Thank you for your insightful feedback. In response, we examined how uncertainty scores evolve for both surviving and deceased patients https://anonymous.4open.science/r/Rebuttal-B376/Trends.png, finding that while prediction confidence remains relatively stable for survivors, it steadily increases for those who eventually die, aligning with disease progression. This shows that SAFER’s uncertainty signals capture meaningful clinical dynamics and can provide interpretable insights into a patient’s trajectory. In the revised version, we will include case studies in more details highlighting these patterns and illustrating how uncertainty scores adapt over time, ultimately strengthening confidence in our model’s predictive accuracy and real-world applicability.

Questions:

Q1: Thank you for emphasizing the need for interpretability. Here are some interpretability strategies we will discuss in the revised version.
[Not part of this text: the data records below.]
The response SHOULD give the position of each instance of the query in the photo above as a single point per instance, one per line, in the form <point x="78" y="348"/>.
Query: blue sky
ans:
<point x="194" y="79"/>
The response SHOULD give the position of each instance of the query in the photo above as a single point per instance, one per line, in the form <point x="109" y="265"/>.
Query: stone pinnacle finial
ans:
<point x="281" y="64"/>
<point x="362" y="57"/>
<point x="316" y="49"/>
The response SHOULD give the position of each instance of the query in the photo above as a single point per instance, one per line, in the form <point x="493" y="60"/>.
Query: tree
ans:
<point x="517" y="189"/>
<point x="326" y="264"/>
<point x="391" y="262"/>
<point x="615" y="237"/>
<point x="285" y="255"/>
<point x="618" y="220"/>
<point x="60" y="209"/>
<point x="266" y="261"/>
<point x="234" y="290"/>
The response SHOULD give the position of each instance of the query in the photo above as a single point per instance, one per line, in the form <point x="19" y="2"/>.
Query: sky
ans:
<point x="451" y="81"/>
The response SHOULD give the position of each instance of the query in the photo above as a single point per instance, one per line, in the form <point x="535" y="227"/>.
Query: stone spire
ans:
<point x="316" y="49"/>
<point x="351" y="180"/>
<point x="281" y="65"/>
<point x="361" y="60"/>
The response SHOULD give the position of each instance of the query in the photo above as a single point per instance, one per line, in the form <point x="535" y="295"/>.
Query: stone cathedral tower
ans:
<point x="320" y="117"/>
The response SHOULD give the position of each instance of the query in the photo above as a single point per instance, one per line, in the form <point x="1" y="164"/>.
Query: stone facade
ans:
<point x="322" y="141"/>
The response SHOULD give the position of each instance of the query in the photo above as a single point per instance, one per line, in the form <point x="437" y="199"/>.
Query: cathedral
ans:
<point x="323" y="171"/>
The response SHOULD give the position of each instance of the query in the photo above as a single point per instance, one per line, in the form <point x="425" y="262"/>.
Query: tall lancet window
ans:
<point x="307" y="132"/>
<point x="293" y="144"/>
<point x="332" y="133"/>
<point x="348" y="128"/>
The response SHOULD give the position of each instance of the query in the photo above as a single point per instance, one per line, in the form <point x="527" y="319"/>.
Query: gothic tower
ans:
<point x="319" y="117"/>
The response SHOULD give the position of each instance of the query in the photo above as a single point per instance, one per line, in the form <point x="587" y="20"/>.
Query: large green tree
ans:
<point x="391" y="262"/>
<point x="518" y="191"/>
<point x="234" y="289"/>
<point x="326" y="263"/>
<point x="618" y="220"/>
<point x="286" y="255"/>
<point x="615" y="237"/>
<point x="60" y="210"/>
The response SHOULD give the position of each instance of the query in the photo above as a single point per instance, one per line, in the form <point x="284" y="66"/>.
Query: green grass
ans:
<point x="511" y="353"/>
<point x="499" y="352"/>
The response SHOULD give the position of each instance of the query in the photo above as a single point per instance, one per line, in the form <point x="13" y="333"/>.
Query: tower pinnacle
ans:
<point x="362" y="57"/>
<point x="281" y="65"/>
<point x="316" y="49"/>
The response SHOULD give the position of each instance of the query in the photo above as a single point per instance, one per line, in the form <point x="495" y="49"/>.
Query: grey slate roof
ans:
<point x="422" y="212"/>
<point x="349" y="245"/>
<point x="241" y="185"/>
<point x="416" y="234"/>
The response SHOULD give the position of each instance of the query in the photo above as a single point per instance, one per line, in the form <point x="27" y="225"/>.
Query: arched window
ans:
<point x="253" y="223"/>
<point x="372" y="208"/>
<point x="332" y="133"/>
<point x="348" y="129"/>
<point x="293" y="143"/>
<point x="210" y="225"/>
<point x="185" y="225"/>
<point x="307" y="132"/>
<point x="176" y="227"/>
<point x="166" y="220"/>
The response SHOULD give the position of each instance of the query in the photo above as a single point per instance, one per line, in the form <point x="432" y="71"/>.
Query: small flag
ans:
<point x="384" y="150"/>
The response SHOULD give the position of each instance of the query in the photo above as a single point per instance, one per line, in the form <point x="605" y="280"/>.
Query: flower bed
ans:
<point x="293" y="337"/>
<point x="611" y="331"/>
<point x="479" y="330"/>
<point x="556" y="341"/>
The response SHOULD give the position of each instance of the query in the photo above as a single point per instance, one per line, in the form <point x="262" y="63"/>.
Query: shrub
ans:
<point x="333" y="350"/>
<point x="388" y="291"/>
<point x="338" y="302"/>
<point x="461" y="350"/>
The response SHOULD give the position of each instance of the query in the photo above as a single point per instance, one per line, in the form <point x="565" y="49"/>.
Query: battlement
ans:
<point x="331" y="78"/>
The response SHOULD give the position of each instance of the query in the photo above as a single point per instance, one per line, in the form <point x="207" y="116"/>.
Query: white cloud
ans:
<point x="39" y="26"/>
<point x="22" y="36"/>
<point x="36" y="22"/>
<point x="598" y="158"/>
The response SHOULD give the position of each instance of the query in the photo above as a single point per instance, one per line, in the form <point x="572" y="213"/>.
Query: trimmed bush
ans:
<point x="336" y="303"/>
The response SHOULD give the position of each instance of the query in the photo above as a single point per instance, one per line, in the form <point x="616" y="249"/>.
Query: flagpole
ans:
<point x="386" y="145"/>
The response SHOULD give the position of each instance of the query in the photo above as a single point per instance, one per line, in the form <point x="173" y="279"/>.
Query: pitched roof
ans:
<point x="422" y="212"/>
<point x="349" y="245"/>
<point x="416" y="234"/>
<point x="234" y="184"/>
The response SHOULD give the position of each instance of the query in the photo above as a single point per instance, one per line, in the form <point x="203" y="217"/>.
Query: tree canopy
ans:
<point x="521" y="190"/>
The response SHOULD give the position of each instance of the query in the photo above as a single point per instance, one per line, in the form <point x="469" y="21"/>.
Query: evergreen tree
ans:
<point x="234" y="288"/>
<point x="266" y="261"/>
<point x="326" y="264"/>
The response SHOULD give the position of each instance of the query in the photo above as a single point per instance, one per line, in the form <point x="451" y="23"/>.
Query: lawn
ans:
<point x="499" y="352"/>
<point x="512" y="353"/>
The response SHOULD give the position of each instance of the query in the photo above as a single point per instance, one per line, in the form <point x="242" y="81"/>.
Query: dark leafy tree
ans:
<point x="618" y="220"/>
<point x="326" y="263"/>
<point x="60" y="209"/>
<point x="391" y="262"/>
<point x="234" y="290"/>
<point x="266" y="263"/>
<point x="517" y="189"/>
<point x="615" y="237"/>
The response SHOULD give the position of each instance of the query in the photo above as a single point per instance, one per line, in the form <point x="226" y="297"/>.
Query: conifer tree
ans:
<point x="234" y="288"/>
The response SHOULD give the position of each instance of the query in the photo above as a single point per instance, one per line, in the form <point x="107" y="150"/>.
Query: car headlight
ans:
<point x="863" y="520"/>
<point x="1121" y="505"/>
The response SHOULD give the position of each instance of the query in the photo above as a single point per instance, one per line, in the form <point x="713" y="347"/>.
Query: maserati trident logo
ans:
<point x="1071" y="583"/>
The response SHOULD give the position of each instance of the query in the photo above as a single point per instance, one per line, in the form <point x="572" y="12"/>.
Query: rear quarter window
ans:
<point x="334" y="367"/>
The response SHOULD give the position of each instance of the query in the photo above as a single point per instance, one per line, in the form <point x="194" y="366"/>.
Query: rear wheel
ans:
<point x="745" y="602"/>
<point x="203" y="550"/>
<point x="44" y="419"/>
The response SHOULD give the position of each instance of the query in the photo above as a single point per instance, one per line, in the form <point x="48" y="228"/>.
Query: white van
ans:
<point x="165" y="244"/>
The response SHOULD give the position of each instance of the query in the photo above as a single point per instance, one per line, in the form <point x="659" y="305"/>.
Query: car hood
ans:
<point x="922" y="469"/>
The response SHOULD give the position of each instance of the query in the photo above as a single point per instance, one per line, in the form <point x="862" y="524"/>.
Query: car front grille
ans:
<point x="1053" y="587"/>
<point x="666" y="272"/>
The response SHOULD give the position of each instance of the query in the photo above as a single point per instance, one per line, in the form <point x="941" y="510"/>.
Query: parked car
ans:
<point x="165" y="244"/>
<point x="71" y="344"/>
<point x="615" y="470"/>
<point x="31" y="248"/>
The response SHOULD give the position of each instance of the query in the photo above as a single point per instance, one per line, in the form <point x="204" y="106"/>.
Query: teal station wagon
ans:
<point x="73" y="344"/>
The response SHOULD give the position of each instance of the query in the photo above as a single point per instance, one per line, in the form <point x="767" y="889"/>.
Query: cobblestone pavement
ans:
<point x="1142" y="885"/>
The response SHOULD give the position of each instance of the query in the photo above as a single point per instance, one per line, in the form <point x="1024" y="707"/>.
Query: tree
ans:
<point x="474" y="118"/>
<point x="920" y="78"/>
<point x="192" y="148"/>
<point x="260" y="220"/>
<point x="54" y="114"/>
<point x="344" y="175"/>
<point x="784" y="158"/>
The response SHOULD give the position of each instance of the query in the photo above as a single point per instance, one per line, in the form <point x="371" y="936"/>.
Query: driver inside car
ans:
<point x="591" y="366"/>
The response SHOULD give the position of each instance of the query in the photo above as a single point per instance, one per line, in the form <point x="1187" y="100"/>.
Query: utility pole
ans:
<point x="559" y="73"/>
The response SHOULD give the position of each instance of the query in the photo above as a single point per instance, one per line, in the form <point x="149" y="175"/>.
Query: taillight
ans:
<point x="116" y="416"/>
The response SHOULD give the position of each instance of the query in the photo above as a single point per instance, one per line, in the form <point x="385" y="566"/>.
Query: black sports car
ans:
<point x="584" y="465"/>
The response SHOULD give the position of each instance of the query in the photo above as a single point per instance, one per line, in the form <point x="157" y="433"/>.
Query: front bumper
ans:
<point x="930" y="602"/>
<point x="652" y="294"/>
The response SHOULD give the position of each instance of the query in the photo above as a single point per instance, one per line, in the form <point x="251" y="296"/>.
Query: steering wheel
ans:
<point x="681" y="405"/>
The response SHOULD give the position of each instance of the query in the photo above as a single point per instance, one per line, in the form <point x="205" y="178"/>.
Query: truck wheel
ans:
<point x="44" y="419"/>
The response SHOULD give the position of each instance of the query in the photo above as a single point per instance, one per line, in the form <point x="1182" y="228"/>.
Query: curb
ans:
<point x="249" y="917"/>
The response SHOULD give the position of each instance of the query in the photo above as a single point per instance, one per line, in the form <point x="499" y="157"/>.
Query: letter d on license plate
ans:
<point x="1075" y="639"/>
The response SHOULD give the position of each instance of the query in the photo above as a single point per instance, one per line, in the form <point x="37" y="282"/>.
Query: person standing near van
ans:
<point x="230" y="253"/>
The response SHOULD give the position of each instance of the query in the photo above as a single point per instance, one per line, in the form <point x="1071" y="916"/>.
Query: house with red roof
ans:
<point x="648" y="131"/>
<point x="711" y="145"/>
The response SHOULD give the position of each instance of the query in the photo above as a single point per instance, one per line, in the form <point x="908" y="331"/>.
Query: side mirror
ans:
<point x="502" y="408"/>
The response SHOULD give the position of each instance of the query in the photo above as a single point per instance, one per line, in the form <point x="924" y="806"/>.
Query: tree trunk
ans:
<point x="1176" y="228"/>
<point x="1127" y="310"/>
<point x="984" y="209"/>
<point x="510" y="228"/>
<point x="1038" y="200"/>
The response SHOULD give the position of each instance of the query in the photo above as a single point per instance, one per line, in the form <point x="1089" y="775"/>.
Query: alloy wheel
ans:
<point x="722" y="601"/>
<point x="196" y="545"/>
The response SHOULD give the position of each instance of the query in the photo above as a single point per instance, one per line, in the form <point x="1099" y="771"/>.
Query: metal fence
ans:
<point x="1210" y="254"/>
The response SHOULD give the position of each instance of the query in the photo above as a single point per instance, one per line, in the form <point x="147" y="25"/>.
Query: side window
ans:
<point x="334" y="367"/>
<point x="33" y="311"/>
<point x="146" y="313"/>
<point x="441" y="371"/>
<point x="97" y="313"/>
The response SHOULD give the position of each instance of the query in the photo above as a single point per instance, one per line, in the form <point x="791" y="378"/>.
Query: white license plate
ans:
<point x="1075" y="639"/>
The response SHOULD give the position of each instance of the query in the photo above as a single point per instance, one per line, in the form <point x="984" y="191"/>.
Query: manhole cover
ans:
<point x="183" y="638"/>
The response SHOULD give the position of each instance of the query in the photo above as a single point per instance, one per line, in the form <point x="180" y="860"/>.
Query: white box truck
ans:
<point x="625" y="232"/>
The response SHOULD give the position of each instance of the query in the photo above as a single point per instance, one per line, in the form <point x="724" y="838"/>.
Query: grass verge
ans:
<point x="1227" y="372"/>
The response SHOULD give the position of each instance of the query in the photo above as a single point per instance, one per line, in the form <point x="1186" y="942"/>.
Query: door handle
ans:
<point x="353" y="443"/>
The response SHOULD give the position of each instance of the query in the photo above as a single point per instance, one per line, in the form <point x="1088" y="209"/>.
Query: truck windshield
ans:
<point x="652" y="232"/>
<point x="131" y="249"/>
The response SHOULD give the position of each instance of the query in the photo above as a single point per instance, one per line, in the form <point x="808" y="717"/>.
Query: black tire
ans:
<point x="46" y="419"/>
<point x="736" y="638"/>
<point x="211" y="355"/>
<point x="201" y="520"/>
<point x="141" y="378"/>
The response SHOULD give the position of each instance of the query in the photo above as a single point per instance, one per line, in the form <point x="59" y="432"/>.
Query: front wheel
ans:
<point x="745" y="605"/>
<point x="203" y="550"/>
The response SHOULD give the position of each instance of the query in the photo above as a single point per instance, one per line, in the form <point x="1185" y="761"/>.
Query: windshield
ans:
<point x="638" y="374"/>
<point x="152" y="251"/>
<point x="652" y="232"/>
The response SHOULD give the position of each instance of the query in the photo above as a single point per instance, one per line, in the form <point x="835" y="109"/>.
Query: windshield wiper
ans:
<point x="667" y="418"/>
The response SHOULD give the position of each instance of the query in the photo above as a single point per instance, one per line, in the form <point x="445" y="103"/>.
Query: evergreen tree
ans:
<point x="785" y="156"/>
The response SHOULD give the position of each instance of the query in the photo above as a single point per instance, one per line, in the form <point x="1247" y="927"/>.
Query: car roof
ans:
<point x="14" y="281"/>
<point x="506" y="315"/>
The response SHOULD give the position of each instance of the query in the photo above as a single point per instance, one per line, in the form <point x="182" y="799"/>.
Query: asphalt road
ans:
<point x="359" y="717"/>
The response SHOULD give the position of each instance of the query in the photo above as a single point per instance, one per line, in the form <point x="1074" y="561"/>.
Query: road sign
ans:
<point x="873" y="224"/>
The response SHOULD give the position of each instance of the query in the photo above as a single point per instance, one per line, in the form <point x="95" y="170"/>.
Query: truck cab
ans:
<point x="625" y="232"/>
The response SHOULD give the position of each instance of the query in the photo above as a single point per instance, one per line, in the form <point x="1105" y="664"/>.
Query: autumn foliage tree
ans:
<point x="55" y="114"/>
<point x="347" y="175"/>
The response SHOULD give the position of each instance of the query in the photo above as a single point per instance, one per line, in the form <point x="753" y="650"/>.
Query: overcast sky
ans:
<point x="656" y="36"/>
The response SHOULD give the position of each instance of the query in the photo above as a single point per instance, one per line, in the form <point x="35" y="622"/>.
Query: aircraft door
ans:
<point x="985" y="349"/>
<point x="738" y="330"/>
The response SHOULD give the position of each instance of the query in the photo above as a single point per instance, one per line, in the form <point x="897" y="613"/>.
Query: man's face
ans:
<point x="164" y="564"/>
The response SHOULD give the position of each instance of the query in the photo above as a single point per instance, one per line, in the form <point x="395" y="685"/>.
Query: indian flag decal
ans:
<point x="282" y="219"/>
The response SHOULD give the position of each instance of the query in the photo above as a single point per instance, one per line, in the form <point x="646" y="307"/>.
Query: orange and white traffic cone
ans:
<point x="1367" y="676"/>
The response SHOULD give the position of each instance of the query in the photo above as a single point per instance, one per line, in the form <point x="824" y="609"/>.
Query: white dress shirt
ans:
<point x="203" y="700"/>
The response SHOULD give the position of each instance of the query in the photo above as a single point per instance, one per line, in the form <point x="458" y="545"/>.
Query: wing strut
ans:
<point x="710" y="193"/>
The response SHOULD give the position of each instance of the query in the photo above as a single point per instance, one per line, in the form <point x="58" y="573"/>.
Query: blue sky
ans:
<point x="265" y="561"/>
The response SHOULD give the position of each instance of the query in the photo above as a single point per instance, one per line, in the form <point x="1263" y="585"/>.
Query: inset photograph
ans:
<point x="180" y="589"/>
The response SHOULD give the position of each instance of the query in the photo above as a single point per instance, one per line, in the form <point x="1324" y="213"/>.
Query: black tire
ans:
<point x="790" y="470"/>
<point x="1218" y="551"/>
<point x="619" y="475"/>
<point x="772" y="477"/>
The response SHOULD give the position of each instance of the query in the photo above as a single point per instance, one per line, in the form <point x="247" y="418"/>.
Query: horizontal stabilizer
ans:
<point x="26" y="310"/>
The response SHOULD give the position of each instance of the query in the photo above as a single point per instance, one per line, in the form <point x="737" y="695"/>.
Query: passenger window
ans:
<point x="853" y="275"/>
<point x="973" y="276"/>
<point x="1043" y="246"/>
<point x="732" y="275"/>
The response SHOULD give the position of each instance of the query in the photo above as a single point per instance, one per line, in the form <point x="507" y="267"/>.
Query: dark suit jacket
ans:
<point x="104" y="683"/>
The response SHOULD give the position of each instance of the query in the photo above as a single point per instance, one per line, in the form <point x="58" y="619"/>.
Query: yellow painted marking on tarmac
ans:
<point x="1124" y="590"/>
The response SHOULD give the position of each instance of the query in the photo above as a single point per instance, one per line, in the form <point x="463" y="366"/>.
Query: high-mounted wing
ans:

  1. We can generate attention heatmaps to identify the most influential time steps in clinical notes and EHR data for treatment decisions. Attention scores are extracted from the SelfAttnBlock and CrossAttnBlock, especifically from the last layer. By focusing on the last timestamp, we capture the model's attention at the final step, highlighting the timestamps the model considered most important. This helps clinicians understand when the model focused on critical information, such as specific features or clinical note snippets (e.g., "rising lactate" or "acute hypotension") that influenced its recommendation.
  2. Another aspect of interpretability comes from the uncertainty score itself which can provide prediction reliability for clinicians. Also as mentioned in the previous response, uncertainty score provides insights into deceased progression and offers a way to analyze disease trajectories. That case study result demonstrates that the model successfully learns these patterns, enhancing its interpretability in clinical contexts.
  3. We could provide an optimal treatment regime as a sequence of decision rules, where each rule at a given time step can be represented as an interpretable list of “if-then” statements. These rules evaluate the estimated mortality rates under different recommended treatments, making them directly understandable to domain experts. This approach is also suggested by Zhang et al. (2018) "Interpretable dynamic treatment regimes."

We sincerely hope these clarifications improve your understanding and evaluation of our work.

审稿人评论

I would like to thank the authors for their time and efforts to prepare the rebuttal. And my main concerns were resolved. I'm not an expert on this task, but the paper, to me, is impressive. I'd maintain my score but just want to mention I lean to accept.

作者评论

Dear Reviewer,

We sincerely thank you for your encouraging feedback and for acknowledging the novel design of our risk-aware multimodal treatment recommender for DTR, as well as the clarity of the claims presented in our paper. We are truly grateful that you found the paper impressive and our clarifications effectively addressed your concerns.

We especially appreciate your thoughtful suggestions regarding the case study to enhance model interpretability and build clinical trust. This has indeed strengthened both the depth and applicability of our work. We will make sure the revised version clearly highlights these contributions and the broader significance of the SAFER framework.

Thank you again for your time, thoughtful review, and positive recommendation.

Sincerely,

The Authors of Submission 8994

最终决定

This paper proposes improved methods for estimating dynamic treatment regimes in healthcare, focusing on incorporating textual information, handling trajectories corresponding to deceased patients, and using conformal prediction to provide safety guarantees for recommendations. Reviewers appreciated the synthesis of empirical and theoretical results supporting the method and there was consensus that it represents an improvement in performance for learning dynamic treatment regimes. While many of the techniques are not foundational advances, they are synthesized in a way that is potentially impactful for healthcare.